"Setelah kirim pesan-pesan selama beberapa minggu, kita bertemu pertama kali pada hari Valentine 2016 di Princes Bridge, Melbourne," katanya.
Karena keduanya tinggal di Melbourne, komunikasi yang mereka lakukan menggunakan bahasa Inggris, namun Matthias memutuskan belajar bahasa Indonesia dengan serius.
"Motivasi saya belajar bahasa Indonesia adalah bisa berbicara dengan mertua saya dan mengikuti percakapan dalam kelompok orang Indonesia," kata Matthias yang sekarang berusia 42 tahun tersebut.
"Beberapa bulan setelah pacaran kami dimulai, saya mengambil pelajaran dalam bahasa Indonesia seminggu sekali di AIAV (Australian Indonesia Association di Victoria)."
"Mereka menawarkan kelas-kelas dalam bahasa Indonesia yang dijalankan oleh guru-guru Indonesia."

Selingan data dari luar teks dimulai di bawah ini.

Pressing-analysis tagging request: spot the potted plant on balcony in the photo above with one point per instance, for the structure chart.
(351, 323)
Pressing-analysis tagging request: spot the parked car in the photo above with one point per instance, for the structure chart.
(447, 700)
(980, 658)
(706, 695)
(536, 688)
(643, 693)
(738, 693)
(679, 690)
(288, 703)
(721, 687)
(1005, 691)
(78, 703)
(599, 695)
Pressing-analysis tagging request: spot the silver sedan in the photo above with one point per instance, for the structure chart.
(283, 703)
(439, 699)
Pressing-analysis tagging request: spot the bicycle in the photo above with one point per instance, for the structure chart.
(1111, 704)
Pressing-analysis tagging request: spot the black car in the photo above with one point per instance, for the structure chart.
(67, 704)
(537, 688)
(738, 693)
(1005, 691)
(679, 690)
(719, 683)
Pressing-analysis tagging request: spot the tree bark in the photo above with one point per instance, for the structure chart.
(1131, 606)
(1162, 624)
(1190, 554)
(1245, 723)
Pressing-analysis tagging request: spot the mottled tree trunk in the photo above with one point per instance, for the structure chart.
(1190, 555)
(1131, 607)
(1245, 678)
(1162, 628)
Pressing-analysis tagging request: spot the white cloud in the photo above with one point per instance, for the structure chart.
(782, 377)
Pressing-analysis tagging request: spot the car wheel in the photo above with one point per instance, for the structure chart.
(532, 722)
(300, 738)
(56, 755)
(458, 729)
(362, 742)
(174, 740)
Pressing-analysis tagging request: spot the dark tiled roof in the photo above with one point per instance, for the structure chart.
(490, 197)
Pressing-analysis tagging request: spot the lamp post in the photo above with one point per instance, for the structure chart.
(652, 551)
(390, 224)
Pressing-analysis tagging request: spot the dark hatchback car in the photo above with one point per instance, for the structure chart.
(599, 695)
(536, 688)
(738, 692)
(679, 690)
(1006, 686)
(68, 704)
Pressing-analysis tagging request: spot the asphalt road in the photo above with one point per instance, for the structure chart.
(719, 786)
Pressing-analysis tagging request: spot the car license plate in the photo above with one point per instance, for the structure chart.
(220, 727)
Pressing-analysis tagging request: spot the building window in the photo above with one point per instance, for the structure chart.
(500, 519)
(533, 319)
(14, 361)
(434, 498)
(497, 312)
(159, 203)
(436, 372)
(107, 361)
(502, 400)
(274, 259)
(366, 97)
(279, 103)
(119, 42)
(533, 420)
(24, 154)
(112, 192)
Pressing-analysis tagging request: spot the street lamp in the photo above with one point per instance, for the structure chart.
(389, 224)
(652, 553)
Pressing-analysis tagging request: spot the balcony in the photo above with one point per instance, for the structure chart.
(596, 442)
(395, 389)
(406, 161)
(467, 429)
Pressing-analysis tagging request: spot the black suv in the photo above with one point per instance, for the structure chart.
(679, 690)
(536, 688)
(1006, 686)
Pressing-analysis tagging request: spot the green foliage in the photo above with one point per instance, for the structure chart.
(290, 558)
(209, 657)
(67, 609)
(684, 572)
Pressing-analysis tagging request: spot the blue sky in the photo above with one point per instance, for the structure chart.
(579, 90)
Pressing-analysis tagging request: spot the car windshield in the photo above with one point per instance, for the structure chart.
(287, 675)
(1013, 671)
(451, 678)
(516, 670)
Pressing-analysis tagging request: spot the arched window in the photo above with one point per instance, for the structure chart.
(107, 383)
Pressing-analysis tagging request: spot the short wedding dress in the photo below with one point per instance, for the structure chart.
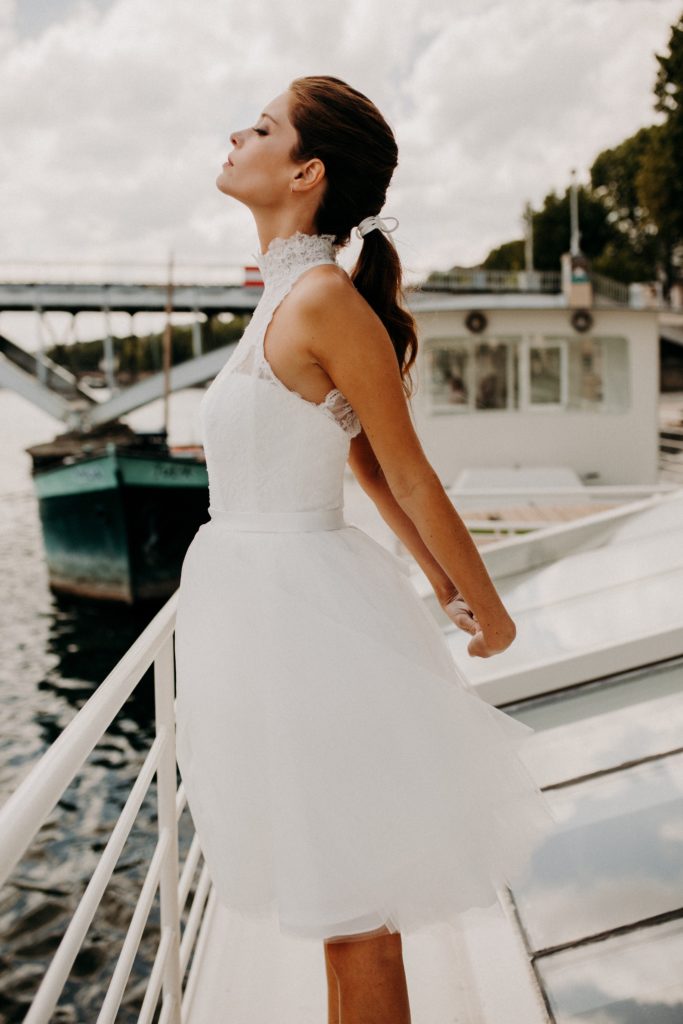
(340, 772)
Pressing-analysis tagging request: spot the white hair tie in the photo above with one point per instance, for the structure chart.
(370, 223)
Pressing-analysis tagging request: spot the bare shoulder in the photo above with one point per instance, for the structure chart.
(343, 334)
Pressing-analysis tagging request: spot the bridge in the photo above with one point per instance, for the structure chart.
(203, 290)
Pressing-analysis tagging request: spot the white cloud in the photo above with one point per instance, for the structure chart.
(116, 120)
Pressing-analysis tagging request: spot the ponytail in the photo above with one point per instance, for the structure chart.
(378, 276)
(344, 129)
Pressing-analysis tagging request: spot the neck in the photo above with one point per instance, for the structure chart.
(281, 224)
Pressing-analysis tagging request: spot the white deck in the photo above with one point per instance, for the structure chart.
(247, 972)
(596, 599)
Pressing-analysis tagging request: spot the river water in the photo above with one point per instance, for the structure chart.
(54, 651)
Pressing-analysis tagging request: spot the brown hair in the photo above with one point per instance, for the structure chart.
(340, 126)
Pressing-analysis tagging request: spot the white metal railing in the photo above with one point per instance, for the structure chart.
(30, 805)
(502, 503)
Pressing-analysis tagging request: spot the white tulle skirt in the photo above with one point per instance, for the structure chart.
(340, 772)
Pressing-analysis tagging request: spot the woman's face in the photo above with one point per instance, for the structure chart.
(258, 170)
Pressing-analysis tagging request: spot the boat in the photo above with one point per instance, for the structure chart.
(118, 510)
(595, 926)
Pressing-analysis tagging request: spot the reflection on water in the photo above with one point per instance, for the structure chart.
(53, 653)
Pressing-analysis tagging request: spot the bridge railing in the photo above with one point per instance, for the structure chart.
(156, 273)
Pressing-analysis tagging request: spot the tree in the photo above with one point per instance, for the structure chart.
(632, 253)
(659, 179)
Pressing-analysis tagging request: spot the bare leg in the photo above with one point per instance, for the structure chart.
(334, 1012)
(372, 979)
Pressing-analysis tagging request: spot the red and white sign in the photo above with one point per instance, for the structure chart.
(253, 278)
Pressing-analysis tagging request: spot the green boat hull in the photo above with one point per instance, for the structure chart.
(117, 525)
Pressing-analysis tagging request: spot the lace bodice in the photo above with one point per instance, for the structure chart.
(268, 448)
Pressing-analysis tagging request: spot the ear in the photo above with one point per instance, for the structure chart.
(308, 176)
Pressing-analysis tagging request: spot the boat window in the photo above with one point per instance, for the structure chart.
(548, 372)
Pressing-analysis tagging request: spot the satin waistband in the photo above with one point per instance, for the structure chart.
(280, 521)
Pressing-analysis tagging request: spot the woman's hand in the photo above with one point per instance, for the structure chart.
(460, 612)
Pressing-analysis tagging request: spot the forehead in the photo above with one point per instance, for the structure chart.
(279, 107)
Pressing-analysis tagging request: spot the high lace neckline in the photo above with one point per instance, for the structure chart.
(285, 258)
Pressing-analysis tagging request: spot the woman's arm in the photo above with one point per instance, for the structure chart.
(446, 593)
(349, 341)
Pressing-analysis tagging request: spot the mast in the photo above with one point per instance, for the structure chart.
(167, 342)
(574, 248)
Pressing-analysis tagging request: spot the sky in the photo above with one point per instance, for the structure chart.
(116, 114)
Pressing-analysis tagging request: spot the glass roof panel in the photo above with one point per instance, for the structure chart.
(627, 979)
(604, 724)
(615, 858)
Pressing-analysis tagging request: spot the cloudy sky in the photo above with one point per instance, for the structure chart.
(116, 114)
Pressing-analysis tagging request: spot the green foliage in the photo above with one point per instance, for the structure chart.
(509, 256)
(631, 216)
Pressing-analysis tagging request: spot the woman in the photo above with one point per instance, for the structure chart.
(342, 777)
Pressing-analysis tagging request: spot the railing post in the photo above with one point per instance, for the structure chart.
(166, 793)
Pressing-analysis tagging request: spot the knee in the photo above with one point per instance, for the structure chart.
(352, 954)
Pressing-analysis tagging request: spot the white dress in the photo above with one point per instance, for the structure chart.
(340, 772)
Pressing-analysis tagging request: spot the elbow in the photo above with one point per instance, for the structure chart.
(409, 491)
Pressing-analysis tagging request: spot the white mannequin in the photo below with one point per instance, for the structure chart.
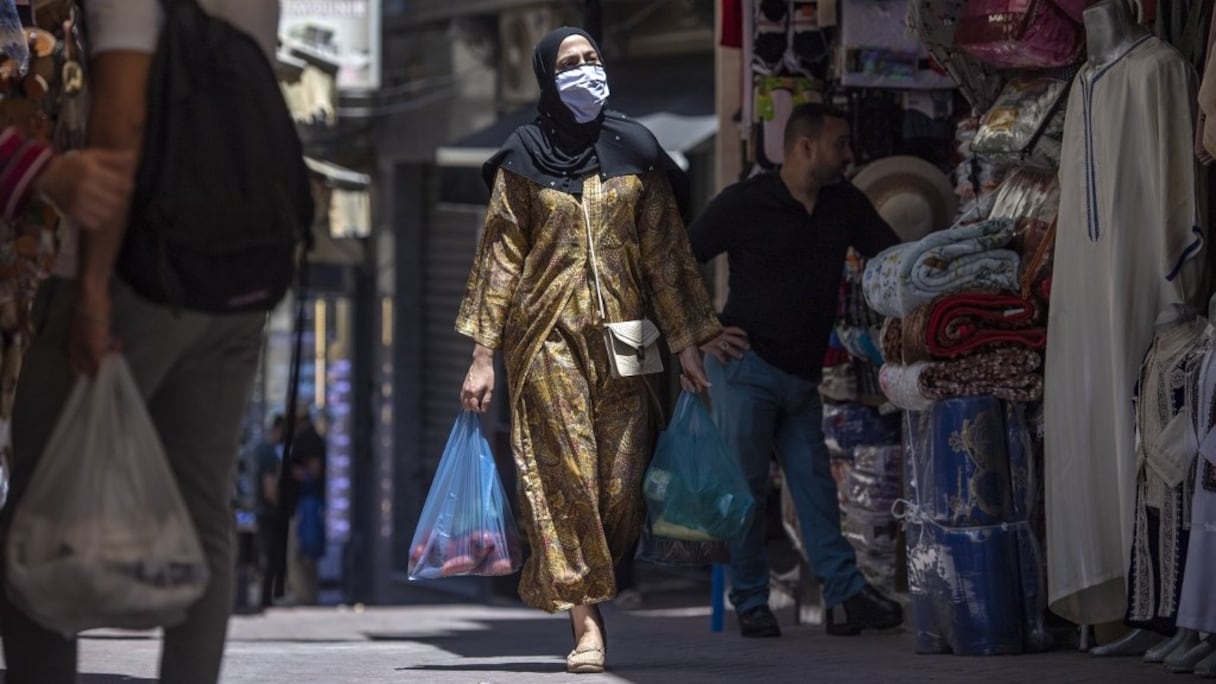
(1109, 29)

"Saat ini, saya dapat memahami 90 persen percakapan dan mungkin berbicara 70 persen."
Dengan kemampuan bahasa Indonesia yang dimilikinya, Matthias merasa lebih dekat dengan komunitas KKI (Keluarga Katolik Indonesia) di Melbourne.
Matthias bahkan menjadi prodiakon, yang mendapat tugas khusus selama misa untuk membantu pastor membagikan roti dan anggur dalam komuni.

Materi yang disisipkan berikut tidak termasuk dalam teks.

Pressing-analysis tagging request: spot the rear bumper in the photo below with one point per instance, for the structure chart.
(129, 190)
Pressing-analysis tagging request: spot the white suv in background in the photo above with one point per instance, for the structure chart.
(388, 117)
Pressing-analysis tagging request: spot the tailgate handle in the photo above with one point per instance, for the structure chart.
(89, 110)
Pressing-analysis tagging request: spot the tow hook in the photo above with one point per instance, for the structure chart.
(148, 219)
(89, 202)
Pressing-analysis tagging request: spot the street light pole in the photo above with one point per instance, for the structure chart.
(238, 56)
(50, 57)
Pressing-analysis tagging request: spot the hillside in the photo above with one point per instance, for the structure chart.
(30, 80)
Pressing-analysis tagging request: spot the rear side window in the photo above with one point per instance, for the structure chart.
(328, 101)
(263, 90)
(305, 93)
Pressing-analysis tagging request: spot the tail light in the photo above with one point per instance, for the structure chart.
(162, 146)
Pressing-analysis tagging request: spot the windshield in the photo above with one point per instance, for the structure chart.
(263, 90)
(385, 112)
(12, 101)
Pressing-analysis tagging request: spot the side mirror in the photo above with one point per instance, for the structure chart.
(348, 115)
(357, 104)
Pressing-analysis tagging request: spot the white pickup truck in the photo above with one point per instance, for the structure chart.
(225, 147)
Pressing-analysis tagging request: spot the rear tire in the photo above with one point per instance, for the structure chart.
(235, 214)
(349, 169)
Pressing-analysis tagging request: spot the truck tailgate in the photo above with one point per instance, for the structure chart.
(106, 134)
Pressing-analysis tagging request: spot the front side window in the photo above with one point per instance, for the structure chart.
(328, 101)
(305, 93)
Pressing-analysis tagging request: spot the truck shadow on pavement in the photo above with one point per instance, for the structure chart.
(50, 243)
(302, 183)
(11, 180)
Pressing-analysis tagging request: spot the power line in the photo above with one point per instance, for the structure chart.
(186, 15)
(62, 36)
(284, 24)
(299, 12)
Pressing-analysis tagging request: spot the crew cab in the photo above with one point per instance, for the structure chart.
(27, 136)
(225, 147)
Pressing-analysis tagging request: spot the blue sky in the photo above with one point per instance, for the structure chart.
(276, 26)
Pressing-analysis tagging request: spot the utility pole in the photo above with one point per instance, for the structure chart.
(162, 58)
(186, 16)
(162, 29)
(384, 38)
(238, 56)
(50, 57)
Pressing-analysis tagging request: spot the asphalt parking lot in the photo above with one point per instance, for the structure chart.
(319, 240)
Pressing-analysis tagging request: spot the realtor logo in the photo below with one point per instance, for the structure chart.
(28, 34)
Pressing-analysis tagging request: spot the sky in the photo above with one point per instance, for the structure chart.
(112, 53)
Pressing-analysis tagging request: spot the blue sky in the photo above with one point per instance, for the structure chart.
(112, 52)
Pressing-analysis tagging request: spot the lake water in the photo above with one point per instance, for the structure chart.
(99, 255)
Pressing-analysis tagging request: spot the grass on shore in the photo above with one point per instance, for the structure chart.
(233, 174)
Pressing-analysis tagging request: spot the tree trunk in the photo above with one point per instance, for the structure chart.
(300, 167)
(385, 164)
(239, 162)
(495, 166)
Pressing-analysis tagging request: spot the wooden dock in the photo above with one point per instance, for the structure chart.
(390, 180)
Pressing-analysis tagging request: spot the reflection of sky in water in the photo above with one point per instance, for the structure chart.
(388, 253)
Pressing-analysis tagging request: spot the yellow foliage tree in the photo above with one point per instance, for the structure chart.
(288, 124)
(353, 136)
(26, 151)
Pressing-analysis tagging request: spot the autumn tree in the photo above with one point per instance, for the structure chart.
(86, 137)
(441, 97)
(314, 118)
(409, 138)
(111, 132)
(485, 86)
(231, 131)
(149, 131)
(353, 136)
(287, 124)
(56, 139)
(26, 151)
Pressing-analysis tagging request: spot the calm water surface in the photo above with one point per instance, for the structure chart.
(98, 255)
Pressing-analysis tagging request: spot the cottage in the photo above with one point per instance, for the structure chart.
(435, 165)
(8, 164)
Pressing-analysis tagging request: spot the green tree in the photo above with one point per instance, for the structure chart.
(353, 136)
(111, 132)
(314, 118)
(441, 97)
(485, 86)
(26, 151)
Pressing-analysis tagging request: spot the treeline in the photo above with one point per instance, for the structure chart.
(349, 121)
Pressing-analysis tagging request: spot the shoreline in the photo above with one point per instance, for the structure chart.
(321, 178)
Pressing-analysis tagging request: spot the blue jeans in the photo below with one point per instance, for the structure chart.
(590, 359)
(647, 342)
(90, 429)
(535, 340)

Ia juga mengaku menjadi banyak mendapatkan informasi baru mengenai budaya dan kehidupan yang berbeda soal Indonesia dari sebelumnya saat ia dibesarkan di Jerman.
"Sebelum bertemu Eveline, saya belum pernah merayakan Imlek dan hanya tahu sedikit tentang Indonesia," katanya.